The first goal had already served notice that Sergio Lobera had come back to town — a stunning Borges crossfield, Hugo Boumous running at and ruining two defenders, Adam Le Fondre touching it in from two yards — but it was in that moment of Jahouh magic that all doubt evaporated.
Jahouh was more directly involved in the two other goals. A sublime through ball released the excellent Boumous, who won the penalty that Le Fondre comfortably converted. A cheeky outside-of-the-boot freekick allowed Boumous to then set up Hernan Santana for the third.
As with any proper Lobera performance, the score could have been anything. Mohammad Rakip was lucky to escape a red card in the tenth minute after raking his studs down the side of Narayan Das’ knee with a wild lunge. Jahouh was luckier still not to concede a goal after trying another one of his brilliant-if-it-comes-off-stupid-if-it-doesn’t moves inside his own box.

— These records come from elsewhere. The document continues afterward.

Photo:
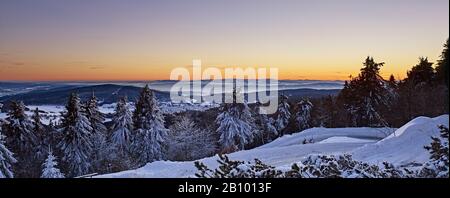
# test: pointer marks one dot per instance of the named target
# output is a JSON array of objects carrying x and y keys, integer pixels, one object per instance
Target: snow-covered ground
[{"x": 374, "y": 145}]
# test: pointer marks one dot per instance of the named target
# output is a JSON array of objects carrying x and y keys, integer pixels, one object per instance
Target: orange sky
[{"x": 143, "y": 40}]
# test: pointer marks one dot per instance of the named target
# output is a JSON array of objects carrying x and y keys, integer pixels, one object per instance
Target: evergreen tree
[
  {"x": 76, "y": 142},
  {"x": 327, "y": 113},
  {"x": 303, "y": 116},
  {"x": 392, "y": 82},
  {"x": 235, "y": 125},
  {"x": 149, "y": 130},
  {"x": 21, "y": 139},
  {"x": 98, "y": 134},
  {"x": 121, "y": 134},
  {"x": 283, "y": 114},
  {"x": 422, "y": 73},
  {"x": 366, "y": 95},
  {"x": 442, "y": 65},
  {"x": 42, "y": 137},
  {"x": 437, "y": 167},
  {"x": 189, "y": 142},
  {"x": 6, "y": 158},
  {"x": 50, "y": 169},
  {"x": 266, "y": 130}
]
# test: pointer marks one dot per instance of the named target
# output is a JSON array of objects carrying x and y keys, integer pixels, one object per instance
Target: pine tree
[
  {"x": 150, "y": 132},
  {"x": 437, "y": 167},
  {"x": 76, "y": 142},
  {"x": 21, "y": 139},
  {"x": 422, "y": 73},
  {"x": 6, "y": 157},
  {"x": 50, "y": 169},
  {"x": 442, "y": 65},
  {"x": 121, "y": 134},
  {"x": 189, "y": 142},
  {"x": 283, "y": 114},
  {"x": 98, "y": 134},
  {"x": 303, "y": 116},
  {"x": 366, "y": 95},
  {"x": 266, "y": 131},
  {"x": 235, "y": 125},
  {"x": 42, "y": 137}
]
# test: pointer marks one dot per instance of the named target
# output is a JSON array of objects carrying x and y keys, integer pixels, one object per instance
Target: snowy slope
[
  {"x": 280, "y": 153},
  {"x": 320, "y": 134},
  {"x": 375, "y": 145},
  {"x": 405, "y": 145}
]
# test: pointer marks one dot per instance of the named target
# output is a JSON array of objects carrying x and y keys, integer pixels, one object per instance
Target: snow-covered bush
[
  {"x": 303, "y": 116},
  {"x": 236, "y": 126},
  {"x": 50, "y": 169},
  {"x": 437, "y": 167},
  {"x": 283, "y": 114},
  {"x": 188, "y": 142},
  {"x": 237, "y": 169},
  {"x": 6, "y": 158},
  {"x": 150, "y": 134},
  {"x": 314, "y": 166}
]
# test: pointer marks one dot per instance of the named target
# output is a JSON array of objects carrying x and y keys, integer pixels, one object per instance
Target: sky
[{"x": 54, "y": 40}]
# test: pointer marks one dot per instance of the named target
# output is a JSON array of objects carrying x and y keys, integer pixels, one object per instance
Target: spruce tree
[
  {"x": 6, "y": 157},
  {"x": 98, "y": 134},
  {"x": 266, "y": 130},
  {"x": 283, "y": 114},
  {"x": 50, "y": 169},
  {"x": 235, "y": 125},
  {"x": 21, "y": 139},
  {"x": 76, "y": 142},
  {"x": 303, "y": 116},
  {"x": 365, "y": 96},
  {"x": 42, "y": 137},
  {"x": 189, "y": 142},
  {"x": 442, "y": 65},
  {"x": 121, "y": 131},
  {"x": 422, "y": 73},
  {"x": 150, "y": 133}
]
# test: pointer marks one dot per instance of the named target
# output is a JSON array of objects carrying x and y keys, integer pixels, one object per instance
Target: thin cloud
[{"x": 96, "y": 67}]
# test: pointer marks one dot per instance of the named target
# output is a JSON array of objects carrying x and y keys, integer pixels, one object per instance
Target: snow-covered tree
[
  {"x": 121, "y": 132},
  {"x": 21, "y": 139},
  {"x": 437, "y": 167},
  {"x": 50, "y": 169},
  {"x": 367, "y": 95},
  {"x": 150, "y": 133},
  {"x": 6, "y": 157},
  {"x": 98, "y": 133},
  {"x": 76, "y": 142},
  {"x": 235, "y": 126},
  {"x": 303, "y": 116},
  {"x": 122, "y": 126},
  {"x": 283, "y": 114},
  {"x": 187, "y": 142}
]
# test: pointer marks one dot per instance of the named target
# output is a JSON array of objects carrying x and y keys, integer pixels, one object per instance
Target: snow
[
  {"x": 320, "y": 134},
  {"x": 405, "y": 145},
  {"x": 373, "y": 145},
  {"x": 344, "y": 140}
]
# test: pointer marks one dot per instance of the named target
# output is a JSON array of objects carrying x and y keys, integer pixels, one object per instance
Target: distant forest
[{"x": 83, "y": 143}]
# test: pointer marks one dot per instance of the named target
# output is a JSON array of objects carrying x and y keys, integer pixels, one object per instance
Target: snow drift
[
  {"x": 373, "y": 145},
  {"x": 405, "y": 145}
]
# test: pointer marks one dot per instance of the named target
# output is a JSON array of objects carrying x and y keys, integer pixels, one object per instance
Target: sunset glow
[{"x": 50, "y": 40}]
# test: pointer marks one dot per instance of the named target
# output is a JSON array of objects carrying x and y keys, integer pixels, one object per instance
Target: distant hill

Amrinder Singh made a couple of superb saves and saw a couple more good chances sail harmlessly over his crossbar. There was panic in the Mumbai box the few times East Bengal got the ball in there. Mourtada Fall lounged around a fair bit, and was probably lucky to escape harsher punishment for a two-footed, studs-up challenge on Jacques Maghoma.
They rode their luck through the game. But the match ended 3-0 because of just how they did it.
Moving forward, they were rapid, incisive, and overwhelmed their opponents with sheer numbers. Wavelengths matched and decisions excited. In a season that is just starting to warm-up, one that has been dominated (so far) by caution and tentative attacking play, this was a statement performance.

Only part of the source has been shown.